N. Lin1,2, O. Nwanna-Nzewunwa1, M. Carvalho1, A. M. Margaret3, A. E. Wange3, G. Motwani1, L. Gwynn2, R. A. Dicker1, C. Juillard1 1University Of California – San Francisco,Center For Global Surgical Studies,San Francisco, CA, USA 2University Of Miami,Miami, FL, USA 3Soroti Regional Referral Hospital,Soroti, SOROTI, Uganda
Introduction: Delayed access to surgical care leads to increased mortality and disability, disparately affecting low- and middle- income countries. The Lancet Commission on Global Surgery (LCoGS) defines 2 dimensions of access to surgical care: 1) reaching a surgical provider within 2 hours and 2) receiving appropriate care from that provider. This study aims to evaluate trauma care access as defined by these dimensions in the catchment area of the regional referral hospital (RRH) in Northeastern Uganda. Understanding local barriers and delays can inform contextual public health strategies and resource allocation to strengthen access.
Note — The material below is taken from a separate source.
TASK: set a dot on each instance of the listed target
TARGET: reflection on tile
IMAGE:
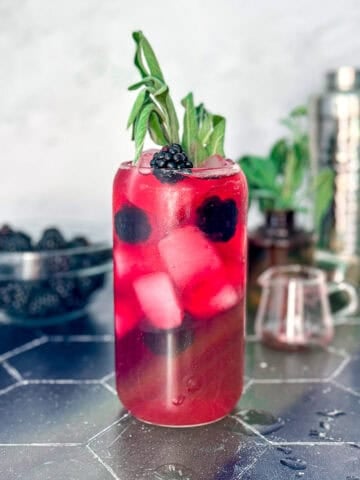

Methods: We 1) evaluated trauma care capacity and resources at first-level district health facilities in the region using the WHO’s Tool for Situational Analysis to Assess EESC, and 2) surveyed a consecutive sample of trauma patients upon arrival at the RRH to obtain demographic, geographical, temporal, and clinical information about their injury and access to trauma care. A Wilcoxon rank-sum test was used to compare time taken to reach 1) 1st care site and 2) RRH with LCoGS threshold.
Results: The study region had eight public district hospitals with an average of 85.3 beds, 0.38 surgeons, 1.88 general doctors, 0.88 anesthetic care providers, and 7.8 paramedics/midwives per facility. Few facilities consistently had a working anesthesia machine (37.5%), oxygen supply (37.5%), running water (25%), electricity and/or generator (12.5%). All facilities could provide basic resuscitation and first aid, but none could do advanced trauma care procedures. None had a blood bank or intensive care unit. Frequent shortages of supplies (gloves, gauze) occurred. Five facilities had an ambulance.
We surveyed 131 trauma patients at RRH age 1-81 years. Falls (43%), road traffic accidents (33%), blunt force (17%), penetrating trauma (5%), and burns (2%) were the mechanisms of injury. First responders were relatives (46%), bystanders (39%), and friends (12%). Transportation to care site was via motorcycle/taxi (64%), ambulance/police (13%) and private car (10%). Median time to reach 1st care site, 1h [IQR 0.6 – 2h], was less than LCoGS threshold (p< 0.0001). However, median time to reach RRH, 6h [IQR 1 – 65h], was more than LCoGS threshold (p<0.0001) and time to reach 1st care site (p<0.0001). Median cost of patient navigation to RRH was $2.28 [IQR $0.56 – 8.33]. 19.8% of patients sought care at a primary care site and 13.7% at a district hospital before reaching RRH.
Conclusion: District hospitals in Northeastern Uganda lack staff, resources, and transport for adequate surgical trauma care. Many patients experience time delay when accessing trauma care at RRH. Proper resource allocation, increased training, and quality improvement efforts at the district level may improve timely access and availability for trauma patients in this region.